We thank the referee for the constructive comments on our manuscript. We address each major point below with clarifications from the full paper and propose targeted revisions to enhance verifiability and strengthen the presentation of our assumptions.

read point-by-point responses
  1. Referee: Abstract: The reported 12.8% (local LoRA) and 12.6% (Fed-LoRA) average BER improvements over the frozen backbone are presented without any details on simulation setup (number of gNBs, exact non-IID interference distributions, samples per node, error bars, or statistical significance tests). These omissions make the central performance claims unverifiable and prevent assessment of whether the gains are robust or attributable to the proposed method.

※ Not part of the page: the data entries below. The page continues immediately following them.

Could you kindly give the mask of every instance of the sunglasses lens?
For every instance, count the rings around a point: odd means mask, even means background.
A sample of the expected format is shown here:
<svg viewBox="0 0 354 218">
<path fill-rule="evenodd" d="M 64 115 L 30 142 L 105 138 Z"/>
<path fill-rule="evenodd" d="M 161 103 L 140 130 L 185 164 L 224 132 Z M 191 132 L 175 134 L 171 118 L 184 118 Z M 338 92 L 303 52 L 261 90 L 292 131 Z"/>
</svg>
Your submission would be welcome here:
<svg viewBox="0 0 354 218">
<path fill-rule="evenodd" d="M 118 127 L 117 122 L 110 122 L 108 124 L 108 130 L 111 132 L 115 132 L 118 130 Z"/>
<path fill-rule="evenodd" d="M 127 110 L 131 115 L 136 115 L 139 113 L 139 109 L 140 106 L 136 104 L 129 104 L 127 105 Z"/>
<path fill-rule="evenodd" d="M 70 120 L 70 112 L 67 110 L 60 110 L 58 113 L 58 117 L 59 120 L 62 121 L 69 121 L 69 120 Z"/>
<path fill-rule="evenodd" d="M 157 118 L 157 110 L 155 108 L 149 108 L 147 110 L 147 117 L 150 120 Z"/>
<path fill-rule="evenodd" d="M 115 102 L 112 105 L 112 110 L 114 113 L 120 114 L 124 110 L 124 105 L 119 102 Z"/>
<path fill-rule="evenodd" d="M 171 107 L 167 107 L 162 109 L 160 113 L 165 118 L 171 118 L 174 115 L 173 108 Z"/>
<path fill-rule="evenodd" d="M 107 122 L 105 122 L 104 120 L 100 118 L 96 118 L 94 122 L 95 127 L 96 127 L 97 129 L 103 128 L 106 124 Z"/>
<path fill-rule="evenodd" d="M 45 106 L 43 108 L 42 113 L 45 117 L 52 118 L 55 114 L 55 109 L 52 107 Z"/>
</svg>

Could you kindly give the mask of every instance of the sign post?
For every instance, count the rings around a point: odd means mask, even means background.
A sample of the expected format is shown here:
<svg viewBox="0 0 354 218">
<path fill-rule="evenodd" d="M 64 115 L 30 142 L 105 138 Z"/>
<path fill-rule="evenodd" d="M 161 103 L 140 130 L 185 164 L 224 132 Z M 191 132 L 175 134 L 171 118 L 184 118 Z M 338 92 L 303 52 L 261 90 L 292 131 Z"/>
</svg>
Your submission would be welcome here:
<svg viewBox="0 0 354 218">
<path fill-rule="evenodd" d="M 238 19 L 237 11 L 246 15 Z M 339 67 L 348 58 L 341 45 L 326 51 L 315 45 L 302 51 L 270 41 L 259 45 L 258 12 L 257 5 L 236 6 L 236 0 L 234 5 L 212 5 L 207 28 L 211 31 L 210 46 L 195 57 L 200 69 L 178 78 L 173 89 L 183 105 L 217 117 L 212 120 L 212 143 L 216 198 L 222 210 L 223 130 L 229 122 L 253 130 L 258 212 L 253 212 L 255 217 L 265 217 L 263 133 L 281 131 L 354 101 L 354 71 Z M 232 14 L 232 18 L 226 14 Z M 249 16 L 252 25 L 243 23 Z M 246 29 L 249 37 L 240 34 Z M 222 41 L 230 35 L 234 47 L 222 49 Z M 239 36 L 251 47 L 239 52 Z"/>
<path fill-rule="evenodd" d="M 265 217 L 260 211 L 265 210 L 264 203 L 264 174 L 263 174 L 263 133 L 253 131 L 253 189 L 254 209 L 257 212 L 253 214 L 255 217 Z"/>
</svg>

    Authors: We agree that the abstract, by design, is a concise summary and omits granular experimental parameters. The full manuscript provides these details in Section 4 (Experimental Setup) and Section 5 (Results), including the distributed gNB configuration, modeling of non-IID interference, per-node sample counts, error bars from repeated trials, and statistical significance testing. To improve immediate verifiability, we will revise the abstract to include a brief parenthetical summary of the setup and analysis approach without exceeding typical length constraints. revision: partial

  2. Referee: Abstract: The key assumption that the frozen backbone retains shared signal extraction capability across heterogeneous non-IID interference environments at distributed gNBs is stated as enabling the LoRA placement and Fed-LoRA success, but no supporting evidence is provided (e.g., per-gNB backbone-only BER results, ablation isolating backbone performance, or pre-training distribution details). This assumption is load-bearing for attributing comparable performance and avoidance of FedAvg collapse to federated adapter transfer.

    Authors: The manuscript presents indirect support for this assumption through the main results: local LoRA and Fed-LoRA achieve comparable BER gains while full-model FedAvg exhibits catastrophic degradation under the same non-IID conditions, consistent with the backbone preserving transferable signal features. However, we acknowledge that explicit per-gNB backbone-only evaluations and pre-training details would make the claim more robust. We will add a dedicated ablation subsection with these analyses in the revised manuscript. revision: yes

Circularity Check

0 steps flagged

No circularity: purely empirical performance evaluation

full rationale

The paper reports simulation results comparing local LoRA, Fed-LoRA, and full-model FedAvg on BER for interference mitigation using TCN backbones. No equations, derivations, or first-principles predictions are present. Claims rest on observed average improvements (12.8% local, 12.6% federated) and qualitative statements about adapter placement, none of which reduce to fitted inputs or self-citations by construction. The frozen-backbone assumption is an empirical premise tested via the reported experiments rather than a definitional or fitted tautology.

Axiom & Free-Parameter Ledger

0 free parameters · 0 axioms · 0 invented entities

Paper is purely empirical and relies on standard assumptions from federated learning and neural network training literature; no free parameters, axioms, or invented entities are introduced beyond those implicit in LoRA and FedAvg.